Former baseball player focuses on charity
Nicole Toczauer | Tuesday, December 6, 2011
On the baseball field, Hank Aaron opened new doors for African-American players. After retiring in 1967, he continued to expand opportunities for others through entrepreneurship and humanitarianism.
Aaron, a baseball Hall of Famer, and his former business partner Frank Belatti, an adjunct professor at Notre Dame, presented “Athletes, Entrepreneurship and Franchising” at the Mendoza College of Business in the Jordan Auditorium Tuesday evening.
The two spoke about helping others through both direct charity and properly run business in the final installment of Entrepreneurial Insights, a fall lecture series that held 11 lectures this semester.
Aaron said he hoped to be remembered most for helping others achieve their dreams.
“Coming from an isolated city in Alabama, I wanted to play baseball badly and I chased that dream,” he said. “I decided after I retired I’d do everything I could to help some child or someone chase their dreams.”
Aaron and his wife, Billye Williams, established the Hank Aaron Chasing the Dream Foundation to support ambitious youth in 1994.
The foundation struggled in its early years, he said.
“The foundation was just fuddling around and we weren’t making much money. But my wife … said she would have a birthday party for me and would handle it,” Aaron said. “She went to Coca Cola and other companies … and the night of the dinner we made over a million dollars.
“The money and having the President of the United States, Bill Clinton, at my dinner was a blessing.
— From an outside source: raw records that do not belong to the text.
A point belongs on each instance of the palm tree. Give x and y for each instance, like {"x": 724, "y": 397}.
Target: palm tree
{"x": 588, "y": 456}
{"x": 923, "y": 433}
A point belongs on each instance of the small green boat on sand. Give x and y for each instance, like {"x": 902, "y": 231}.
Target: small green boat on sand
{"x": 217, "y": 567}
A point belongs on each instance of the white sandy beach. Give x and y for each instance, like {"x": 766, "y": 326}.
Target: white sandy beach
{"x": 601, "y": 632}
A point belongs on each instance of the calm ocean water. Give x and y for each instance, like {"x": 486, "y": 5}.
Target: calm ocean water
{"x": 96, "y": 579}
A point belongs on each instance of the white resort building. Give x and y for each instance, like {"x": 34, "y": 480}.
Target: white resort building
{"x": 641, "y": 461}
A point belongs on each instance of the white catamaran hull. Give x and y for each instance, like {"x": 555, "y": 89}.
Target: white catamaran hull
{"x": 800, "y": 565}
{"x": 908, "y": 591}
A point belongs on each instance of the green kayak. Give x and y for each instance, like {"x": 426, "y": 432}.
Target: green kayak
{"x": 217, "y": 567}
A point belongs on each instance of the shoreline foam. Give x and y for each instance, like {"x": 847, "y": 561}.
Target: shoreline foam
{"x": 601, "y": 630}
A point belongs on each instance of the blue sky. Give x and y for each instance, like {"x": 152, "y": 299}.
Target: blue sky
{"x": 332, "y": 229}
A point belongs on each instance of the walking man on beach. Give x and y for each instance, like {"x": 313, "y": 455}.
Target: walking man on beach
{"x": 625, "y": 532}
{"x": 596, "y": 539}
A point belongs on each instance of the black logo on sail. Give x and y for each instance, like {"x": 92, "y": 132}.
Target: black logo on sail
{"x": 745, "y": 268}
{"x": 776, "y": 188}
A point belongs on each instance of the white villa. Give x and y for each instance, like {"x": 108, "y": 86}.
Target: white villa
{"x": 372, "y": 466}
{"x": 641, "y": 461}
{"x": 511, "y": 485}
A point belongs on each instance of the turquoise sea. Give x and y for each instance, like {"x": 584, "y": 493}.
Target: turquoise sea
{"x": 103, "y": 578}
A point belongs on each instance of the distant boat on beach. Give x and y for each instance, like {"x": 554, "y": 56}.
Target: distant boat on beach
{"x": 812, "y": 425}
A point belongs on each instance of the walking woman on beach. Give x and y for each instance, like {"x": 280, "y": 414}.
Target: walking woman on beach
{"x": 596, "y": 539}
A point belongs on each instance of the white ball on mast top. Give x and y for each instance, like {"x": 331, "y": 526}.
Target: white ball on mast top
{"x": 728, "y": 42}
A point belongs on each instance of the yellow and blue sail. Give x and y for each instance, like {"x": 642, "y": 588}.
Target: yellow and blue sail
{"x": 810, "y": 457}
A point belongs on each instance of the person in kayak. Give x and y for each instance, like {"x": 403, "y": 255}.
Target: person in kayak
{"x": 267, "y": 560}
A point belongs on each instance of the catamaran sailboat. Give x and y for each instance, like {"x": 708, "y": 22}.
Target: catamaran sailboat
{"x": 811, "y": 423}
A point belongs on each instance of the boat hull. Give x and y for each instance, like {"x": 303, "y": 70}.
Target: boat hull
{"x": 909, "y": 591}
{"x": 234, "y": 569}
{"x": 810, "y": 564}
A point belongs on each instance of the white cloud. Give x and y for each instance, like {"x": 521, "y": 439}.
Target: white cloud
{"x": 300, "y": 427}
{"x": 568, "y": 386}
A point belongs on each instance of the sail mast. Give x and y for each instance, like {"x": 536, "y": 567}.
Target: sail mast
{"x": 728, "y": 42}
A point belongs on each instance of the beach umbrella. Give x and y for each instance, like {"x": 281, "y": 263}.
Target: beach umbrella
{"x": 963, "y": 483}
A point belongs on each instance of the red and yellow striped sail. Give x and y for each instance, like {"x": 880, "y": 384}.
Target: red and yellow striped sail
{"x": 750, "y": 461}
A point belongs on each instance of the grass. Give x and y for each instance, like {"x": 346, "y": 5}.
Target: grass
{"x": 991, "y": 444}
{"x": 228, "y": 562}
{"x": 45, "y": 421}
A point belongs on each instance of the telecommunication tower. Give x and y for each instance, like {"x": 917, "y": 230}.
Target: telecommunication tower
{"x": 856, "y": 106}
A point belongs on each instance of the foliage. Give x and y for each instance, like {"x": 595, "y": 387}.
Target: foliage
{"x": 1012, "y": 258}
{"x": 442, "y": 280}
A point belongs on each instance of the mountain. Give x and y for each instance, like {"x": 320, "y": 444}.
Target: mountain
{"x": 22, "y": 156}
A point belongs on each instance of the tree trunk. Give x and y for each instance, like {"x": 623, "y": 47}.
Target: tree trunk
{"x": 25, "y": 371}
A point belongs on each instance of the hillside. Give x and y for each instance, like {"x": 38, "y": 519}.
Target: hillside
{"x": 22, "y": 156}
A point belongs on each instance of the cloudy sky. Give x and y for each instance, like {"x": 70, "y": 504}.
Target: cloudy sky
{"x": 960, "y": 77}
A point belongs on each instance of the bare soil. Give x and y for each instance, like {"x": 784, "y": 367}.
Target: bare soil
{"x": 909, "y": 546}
We needed this money badly.”
Aaron said the foundation awarded 755 grants to deserving youths, one for each of his home runs. He said the challenge of running the foundation in addition to his restaurant and auto businesses offered valuable lessons.
“Going from baseball to business, the number one rule is you have to put your heart and soul in it. I woke up every morning at five to go to dealerships when I began my automobile businesses,” he said. “The disadvantage is the idea of thinking you’ve been successful in one, but it doesn’t mean it’s going to transition to the other.”
The help of friends and business partners, such as Belatti, led to Aaron’s success, he said.
“We all talk about how much we can achieve in a lifetime but I look around and say there were teammates on base when I look at those home runs,” Aaron said. “The restaurants weren’t only my doing. God put a blessing on me to have people like [Belatti].”
Belatti said he met Aaron in 1985 while working on a promotion with Major League Baseball. The pair built their business relationship based on trust rather than contracts.
“We shook hands and that is our only contract. That says a good deal about how honorable Hank Aaron is and about the power of a handshake,” Belatti said. “The power of a handshake is an incredible thing.”
Since then, the two worked to develop a business model with a contemporary and competitive backbone, Belatti said. Sustainable models created jobs with a sense of personal ownership and ended the cycle of disenfranchisement, he said.
“Create jobs that you believe are highly sustainable and have an aspect of ownership. Change the mindset,” he said. “Part of a change in the social strata and economic strata might not otherwise happen.”
Belatti said trust was important in running a business. He met with each franchise they worked with to establish a sense of trust.
“For every franchisee who came into the system, I had them come to my office so I can meet them face-to-face. I wanted to shake their hand and make them a promise,” he said. “I gave them my home phone number so if they ever need me, they can call me directly.”
Belatti said Aaron was a true entrepreneur. Aaron created opportunities for others rather than focusing on revenue, he said.
“An entrepreneur is willing to put his or her career on the line and take risks in the name of an idea and an ideal. Hank often talks about how many new managers, owners and jobs he’s created,” Belatti said. “We don’t talk as much about the money.”
Aaron said his experience in baseball and entrepreneurship taught him two things: creating opportunities for others was essential to addressing economic and social issues and there are no shortcuts to success.
“You may not ever hit a single home run but the thing you have to remember is you can always be a great doctor, lawyer, teacher or someone great. You’ve got to crawl, got to walk, got to take your time to get where you’re going,” Aaron said. “And believe me, you do have time.”